Le titre indique "La bête est de retour à Cieti-Bourg".  Je suis une bête, un animal sanguinaire et enragé. Je sors de la maison, laissant Emily plantée là. Je redresse ma bécane et pars la ranger.

Sur mon perron, Alys m'attend les poings sur la taille, et frappant du pied. Je m'arrête à sa hauteur.

"- Salut... Avant que tu me le demandes, oui j'ai dormi dans la maison d'à coté."

Alys acquiesce silencieusement, et m'accompagne à a cabane. Sur un ton neutre elle finit par me répondre.

"- J'ai dormi chez mon cousin. Et officiellement, pour tes parents qui on vu ta bécane garée devant la maison, nous avons fait une soirée de rentrée avec Emily et Harold."

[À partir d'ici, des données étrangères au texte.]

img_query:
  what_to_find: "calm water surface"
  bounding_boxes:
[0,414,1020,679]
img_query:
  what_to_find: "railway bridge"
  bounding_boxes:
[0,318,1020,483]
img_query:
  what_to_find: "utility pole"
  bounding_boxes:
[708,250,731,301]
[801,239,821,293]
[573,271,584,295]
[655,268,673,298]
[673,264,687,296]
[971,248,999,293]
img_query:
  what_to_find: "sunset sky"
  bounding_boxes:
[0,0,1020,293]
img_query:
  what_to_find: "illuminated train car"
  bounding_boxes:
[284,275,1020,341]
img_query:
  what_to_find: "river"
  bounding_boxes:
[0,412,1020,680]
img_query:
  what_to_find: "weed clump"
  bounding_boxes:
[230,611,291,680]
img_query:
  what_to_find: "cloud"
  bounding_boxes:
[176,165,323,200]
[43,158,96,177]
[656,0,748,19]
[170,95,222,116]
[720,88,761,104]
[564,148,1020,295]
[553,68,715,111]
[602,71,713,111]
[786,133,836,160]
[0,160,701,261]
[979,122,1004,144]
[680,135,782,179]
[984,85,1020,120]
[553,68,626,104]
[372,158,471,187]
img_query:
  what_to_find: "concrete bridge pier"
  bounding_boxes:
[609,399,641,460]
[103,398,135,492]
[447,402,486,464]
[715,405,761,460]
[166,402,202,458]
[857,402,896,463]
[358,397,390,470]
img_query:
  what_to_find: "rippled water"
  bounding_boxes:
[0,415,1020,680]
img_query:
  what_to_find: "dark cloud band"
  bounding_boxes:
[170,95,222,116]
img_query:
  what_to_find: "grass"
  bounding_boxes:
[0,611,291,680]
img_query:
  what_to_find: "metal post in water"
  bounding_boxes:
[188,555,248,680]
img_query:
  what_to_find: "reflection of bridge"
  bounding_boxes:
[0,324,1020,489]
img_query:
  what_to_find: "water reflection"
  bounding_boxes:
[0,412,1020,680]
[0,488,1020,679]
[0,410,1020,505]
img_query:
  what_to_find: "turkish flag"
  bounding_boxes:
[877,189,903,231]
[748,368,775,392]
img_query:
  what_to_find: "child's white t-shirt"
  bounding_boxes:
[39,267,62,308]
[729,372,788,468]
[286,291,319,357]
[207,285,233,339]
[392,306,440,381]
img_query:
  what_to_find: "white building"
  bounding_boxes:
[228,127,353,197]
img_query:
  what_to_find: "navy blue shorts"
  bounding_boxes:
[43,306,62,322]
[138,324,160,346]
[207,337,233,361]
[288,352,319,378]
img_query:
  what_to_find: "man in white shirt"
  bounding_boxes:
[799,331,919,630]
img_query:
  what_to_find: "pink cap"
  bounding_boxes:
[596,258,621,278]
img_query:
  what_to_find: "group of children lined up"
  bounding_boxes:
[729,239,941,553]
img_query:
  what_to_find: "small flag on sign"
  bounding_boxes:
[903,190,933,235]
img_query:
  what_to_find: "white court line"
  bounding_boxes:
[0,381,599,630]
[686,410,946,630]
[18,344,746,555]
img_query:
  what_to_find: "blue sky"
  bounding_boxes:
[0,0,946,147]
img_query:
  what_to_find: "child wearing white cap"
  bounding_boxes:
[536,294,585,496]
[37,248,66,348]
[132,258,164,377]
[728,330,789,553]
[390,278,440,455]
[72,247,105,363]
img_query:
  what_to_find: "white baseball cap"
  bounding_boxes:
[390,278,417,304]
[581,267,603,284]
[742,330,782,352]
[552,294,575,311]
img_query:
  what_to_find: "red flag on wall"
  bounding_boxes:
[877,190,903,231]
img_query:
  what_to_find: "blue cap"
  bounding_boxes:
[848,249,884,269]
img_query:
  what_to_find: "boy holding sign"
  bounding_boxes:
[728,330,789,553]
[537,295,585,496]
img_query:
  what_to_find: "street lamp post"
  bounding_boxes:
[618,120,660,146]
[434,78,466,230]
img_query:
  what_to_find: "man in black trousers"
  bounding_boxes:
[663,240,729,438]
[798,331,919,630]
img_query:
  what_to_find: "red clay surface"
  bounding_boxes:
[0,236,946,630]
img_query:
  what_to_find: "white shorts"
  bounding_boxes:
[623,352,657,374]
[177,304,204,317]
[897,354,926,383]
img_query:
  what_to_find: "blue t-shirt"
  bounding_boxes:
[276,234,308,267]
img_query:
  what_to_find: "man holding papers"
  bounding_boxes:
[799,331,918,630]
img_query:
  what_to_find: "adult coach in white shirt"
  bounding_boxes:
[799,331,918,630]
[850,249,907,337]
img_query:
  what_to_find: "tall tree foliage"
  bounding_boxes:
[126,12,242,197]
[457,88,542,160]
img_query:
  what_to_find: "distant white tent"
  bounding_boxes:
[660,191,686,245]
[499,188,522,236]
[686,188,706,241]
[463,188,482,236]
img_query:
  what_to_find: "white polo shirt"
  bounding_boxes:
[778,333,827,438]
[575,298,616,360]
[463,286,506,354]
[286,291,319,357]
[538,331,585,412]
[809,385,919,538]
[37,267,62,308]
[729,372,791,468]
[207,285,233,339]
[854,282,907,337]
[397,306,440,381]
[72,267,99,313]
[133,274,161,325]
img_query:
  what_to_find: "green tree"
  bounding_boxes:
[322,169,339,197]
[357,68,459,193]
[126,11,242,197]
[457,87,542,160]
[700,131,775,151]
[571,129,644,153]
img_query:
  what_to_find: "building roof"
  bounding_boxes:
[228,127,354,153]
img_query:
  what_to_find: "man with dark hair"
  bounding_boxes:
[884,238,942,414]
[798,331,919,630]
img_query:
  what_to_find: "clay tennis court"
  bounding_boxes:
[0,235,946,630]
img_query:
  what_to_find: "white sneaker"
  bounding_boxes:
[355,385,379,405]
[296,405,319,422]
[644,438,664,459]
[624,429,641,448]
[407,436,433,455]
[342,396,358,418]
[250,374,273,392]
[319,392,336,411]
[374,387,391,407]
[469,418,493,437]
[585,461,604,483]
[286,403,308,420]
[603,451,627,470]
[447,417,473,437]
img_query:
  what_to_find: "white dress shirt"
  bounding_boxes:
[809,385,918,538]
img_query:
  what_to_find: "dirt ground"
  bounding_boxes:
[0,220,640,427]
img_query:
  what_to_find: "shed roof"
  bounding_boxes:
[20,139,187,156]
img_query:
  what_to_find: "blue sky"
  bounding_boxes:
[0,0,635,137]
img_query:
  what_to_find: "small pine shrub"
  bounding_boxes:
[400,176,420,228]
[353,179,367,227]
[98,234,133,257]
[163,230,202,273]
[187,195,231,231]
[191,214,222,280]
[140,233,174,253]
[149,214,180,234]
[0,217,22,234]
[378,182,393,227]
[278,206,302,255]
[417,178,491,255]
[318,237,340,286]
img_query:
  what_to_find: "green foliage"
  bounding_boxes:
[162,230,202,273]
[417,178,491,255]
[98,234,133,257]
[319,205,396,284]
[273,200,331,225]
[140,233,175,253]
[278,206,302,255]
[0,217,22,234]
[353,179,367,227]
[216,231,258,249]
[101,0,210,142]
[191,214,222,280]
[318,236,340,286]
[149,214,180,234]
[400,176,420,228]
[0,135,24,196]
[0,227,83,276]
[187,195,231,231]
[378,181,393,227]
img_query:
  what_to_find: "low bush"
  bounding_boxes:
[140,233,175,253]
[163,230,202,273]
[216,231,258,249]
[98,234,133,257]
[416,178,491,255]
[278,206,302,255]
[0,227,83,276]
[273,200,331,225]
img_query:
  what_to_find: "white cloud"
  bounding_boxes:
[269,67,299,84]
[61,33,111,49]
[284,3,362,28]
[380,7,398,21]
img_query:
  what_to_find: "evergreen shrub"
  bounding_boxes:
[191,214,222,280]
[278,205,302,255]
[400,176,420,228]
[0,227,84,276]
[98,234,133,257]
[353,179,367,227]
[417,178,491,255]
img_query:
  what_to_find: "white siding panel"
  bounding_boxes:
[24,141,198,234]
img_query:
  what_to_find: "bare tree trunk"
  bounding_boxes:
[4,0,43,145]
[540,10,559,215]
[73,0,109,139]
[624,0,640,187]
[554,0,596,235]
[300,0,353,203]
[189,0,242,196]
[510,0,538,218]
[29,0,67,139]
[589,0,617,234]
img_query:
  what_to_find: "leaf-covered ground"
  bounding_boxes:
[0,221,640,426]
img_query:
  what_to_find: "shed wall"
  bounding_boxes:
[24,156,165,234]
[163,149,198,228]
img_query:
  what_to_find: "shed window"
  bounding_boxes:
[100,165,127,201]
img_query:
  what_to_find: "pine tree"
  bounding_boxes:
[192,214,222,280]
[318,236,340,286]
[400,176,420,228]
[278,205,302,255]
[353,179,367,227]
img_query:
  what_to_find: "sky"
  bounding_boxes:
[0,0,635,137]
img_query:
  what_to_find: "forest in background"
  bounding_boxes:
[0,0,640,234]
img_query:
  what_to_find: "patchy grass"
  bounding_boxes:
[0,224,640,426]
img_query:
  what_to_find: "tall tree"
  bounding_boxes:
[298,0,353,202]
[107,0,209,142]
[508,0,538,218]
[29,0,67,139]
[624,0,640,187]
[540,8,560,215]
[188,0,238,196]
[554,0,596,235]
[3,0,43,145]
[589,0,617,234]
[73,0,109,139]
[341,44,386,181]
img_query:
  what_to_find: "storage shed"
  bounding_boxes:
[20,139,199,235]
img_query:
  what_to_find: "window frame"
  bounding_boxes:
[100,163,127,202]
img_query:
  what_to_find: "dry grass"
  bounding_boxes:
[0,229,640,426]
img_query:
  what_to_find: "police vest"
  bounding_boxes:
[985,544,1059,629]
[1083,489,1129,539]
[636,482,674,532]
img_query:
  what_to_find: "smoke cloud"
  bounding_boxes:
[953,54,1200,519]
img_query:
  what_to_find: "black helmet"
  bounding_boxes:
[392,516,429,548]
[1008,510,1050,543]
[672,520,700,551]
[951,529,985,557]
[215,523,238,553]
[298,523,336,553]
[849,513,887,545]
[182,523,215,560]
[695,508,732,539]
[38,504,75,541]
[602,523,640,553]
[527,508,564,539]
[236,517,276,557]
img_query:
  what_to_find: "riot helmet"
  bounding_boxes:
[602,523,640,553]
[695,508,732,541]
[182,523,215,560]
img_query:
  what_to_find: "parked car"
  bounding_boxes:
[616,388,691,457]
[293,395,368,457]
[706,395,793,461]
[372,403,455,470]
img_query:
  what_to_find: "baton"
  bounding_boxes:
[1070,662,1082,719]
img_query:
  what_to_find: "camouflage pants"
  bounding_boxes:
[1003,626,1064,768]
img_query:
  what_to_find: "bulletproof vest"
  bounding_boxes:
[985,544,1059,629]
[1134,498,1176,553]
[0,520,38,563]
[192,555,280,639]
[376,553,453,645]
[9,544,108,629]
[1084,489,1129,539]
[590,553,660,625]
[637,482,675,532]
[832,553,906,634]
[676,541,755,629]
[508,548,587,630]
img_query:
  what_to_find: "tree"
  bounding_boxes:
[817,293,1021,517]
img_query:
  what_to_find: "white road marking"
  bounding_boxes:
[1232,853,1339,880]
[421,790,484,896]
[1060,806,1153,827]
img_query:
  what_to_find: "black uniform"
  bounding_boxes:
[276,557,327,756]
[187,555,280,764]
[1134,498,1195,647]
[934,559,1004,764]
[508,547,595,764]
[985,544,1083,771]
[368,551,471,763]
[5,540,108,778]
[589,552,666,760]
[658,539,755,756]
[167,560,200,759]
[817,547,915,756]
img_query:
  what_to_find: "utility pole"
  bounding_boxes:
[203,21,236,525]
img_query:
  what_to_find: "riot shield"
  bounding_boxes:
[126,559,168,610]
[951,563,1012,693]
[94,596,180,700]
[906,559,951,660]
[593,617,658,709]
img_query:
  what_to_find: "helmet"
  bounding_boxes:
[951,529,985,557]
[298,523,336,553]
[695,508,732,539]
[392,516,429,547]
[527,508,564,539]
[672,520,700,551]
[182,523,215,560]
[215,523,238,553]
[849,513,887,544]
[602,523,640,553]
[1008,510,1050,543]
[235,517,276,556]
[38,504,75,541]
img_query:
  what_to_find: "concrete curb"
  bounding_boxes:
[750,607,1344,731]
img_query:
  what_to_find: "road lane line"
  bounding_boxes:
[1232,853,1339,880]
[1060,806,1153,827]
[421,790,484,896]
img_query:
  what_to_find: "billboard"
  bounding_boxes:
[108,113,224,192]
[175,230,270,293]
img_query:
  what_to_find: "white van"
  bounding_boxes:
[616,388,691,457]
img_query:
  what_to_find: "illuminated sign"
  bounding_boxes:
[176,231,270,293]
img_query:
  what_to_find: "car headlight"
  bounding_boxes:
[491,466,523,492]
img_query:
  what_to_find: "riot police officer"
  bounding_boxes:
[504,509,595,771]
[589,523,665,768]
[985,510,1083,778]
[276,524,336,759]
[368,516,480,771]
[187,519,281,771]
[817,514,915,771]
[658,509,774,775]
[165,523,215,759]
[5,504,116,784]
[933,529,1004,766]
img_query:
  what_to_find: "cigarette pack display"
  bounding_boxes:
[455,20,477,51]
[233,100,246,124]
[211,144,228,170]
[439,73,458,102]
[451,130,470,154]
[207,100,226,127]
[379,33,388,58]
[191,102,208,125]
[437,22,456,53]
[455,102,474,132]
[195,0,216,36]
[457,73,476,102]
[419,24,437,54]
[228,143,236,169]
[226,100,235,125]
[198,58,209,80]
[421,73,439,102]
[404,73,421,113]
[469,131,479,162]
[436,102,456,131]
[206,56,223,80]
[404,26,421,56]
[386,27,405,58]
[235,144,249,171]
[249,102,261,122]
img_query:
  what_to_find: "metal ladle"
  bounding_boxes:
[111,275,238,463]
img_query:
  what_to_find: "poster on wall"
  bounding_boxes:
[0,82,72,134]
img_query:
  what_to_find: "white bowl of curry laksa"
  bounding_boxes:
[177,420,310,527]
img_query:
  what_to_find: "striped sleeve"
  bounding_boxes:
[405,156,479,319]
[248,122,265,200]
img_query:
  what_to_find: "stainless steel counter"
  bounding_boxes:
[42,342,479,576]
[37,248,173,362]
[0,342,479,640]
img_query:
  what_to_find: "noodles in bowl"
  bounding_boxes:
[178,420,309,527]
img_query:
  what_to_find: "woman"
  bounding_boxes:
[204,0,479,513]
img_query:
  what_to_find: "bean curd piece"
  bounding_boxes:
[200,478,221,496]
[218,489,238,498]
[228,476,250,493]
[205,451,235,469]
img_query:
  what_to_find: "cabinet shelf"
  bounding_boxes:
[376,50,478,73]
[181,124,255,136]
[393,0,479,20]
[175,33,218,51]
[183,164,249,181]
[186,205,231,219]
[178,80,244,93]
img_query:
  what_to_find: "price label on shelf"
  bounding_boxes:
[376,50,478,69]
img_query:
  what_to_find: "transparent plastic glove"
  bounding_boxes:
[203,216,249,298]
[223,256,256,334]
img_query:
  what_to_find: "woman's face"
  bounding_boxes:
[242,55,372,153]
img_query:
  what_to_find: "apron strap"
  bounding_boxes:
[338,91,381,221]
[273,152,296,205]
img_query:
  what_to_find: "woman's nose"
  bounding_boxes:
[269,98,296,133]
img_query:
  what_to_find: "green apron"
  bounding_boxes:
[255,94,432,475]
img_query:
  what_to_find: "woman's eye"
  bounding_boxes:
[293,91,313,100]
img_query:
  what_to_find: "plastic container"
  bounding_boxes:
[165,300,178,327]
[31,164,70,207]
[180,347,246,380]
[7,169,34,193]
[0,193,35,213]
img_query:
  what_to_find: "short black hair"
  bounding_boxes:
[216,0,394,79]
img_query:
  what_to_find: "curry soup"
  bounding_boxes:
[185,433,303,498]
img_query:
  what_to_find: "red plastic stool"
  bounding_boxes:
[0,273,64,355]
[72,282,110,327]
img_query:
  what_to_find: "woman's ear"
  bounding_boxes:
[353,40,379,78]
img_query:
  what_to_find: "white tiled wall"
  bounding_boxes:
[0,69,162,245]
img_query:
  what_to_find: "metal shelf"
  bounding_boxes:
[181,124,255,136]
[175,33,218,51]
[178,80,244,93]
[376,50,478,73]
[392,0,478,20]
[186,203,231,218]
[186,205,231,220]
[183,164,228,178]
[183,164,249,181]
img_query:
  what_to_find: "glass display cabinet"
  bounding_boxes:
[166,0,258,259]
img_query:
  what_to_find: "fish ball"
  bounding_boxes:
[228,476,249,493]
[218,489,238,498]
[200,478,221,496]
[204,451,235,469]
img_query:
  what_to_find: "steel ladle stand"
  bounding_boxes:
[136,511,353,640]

J'imagine que mes parents ont dû tiquer sur le fait que j'aurais pu ranger ma mobylette avant d'aller dans la maison. Mais je suis convaincu qu'Alys a su consolider mon histoire habilement. Alors que je referme la porte de l'abris, elle me frotte énergiquement le dos. La poussière...encore. Tout semble se répéter. Mon cauchemar me poursuit. J'ai agressé deux hommes, comme Emily auparavant. Alys me couvre, comme elle l'a déjà fait.

Je monte dans ma chambre le temps de poser mon portefeuille, et ainsi vérifier que je n'ai pas perdu la bague. Et, l'histoire se répète. Le gros livre vert est de retour.